Conversions to and from spaCy#

medkit can load spaCy documents with entities, attributes (custom extensions) and groups of spans, and convert documents back to spaCy easily.

In this example, we will show how to import spaCy documents into medkit and how to convert medkit documents into spaCy documents.

We use some spaCy concepts, more information can be found in the official spacy documentation.

Note

For this example, you should download the French spaCy model.

You can download it using:

import spacy.cli
spacy.cli.download("fr_core_news_sm")

Consider the following spaCy document:

import spacy
from spacy.tokens import Span as SpacySpan

# Load French tokenizer, tagger, parser and NER
nlp = spacy.load("fr_core_news_sm")

# Create a spacy document 
text = """Parcours patient:
Marie habite à Brest. Elle a été transférée."""
spacy_doc = nlp(text)

#  Spacy adds entities, here we add a span 'SECTION' as an example
spacy_doc.spans["SECTION"] = [SpacySpan(spacy_doc, 0, 2, "header")]

# Adding a custom attribute
# We need to define the extension before setting its value on an entity. 
# Let's define an attribute called 'country'
if not SpacySpan.has_extension("country"):
  SpacySpan.set_extension("country", default=None)

# Now, we can set the country in the 'LOC' entity
for e in spacy_doc.ents:
  if e.label_ == 'LOC':
    e._.set("country", 'France')

Description of the spaCy document:

  • Entities

from spacy import displacy

displacy.render(spacy_doc, style="ent")
  • Spans

displacy.render(spacy_doc, style="span", options={"spans_key": "SECTION"})

The spacy document has 2 entities and 1 span group called SECTION. The entity ‘LOC’ has 1 attribute called country.

Let’s see how to convert this spacy doc in a TextDocument with annotations.

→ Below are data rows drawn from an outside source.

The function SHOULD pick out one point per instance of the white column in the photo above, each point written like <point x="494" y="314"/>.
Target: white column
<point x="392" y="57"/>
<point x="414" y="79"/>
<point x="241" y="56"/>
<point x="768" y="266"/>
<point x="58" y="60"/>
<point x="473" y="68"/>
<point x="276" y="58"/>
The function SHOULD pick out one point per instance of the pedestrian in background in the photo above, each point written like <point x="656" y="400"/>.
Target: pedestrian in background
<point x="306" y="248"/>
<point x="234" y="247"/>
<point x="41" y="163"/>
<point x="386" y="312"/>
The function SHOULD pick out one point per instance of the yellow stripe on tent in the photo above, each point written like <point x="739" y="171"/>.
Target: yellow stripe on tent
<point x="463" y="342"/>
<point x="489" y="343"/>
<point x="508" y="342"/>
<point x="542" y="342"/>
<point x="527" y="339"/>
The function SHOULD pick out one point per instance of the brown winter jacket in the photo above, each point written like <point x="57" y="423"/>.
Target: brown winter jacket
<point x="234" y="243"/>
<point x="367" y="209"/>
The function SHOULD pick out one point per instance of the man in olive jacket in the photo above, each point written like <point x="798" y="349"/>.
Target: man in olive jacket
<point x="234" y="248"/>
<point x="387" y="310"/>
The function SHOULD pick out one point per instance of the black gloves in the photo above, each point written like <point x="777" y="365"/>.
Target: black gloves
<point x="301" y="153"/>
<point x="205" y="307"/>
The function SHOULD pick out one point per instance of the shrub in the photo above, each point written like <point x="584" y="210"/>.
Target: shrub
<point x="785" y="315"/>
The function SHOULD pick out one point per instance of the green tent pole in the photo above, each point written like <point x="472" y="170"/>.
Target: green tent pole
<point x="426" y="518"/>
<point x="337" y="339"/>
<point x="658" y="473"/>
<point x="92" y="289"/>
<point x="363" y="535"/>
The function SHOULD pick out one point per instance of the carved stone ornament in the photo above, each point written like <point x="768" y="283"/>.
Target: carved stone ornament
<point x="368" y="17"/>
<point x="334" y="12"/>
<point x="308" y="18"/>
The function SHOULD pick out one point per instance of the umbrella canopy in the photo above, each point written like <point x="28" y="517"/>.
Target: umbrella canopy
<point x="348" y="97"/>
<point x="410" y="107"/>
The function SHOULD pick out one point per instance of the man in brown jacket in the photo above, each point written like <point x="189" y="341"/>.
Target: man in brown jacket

Load a spaCy Doc into a list of TextDocuments#

The class SpacyInputConverter is in charge of converting spaCy Docs into a list of TextDocuments.

By default, it loads all entities, span groups and extension attributes for each SpacyDoc object, but you can use the entities, span_groups and attrs parameters to specify which items should be converted, based on their labels.

Tip

You can enable provenance tracing by assigning a ProvTracer object to the SpacyInputConverter with the set_prov_tracer method.

Note

Span groups in medkit

In spaCy, the spans are grouped with a key and each span can have its own label. To remain compatible, medkit uses the key as the span label and the spacy label is stored as name in its metadata.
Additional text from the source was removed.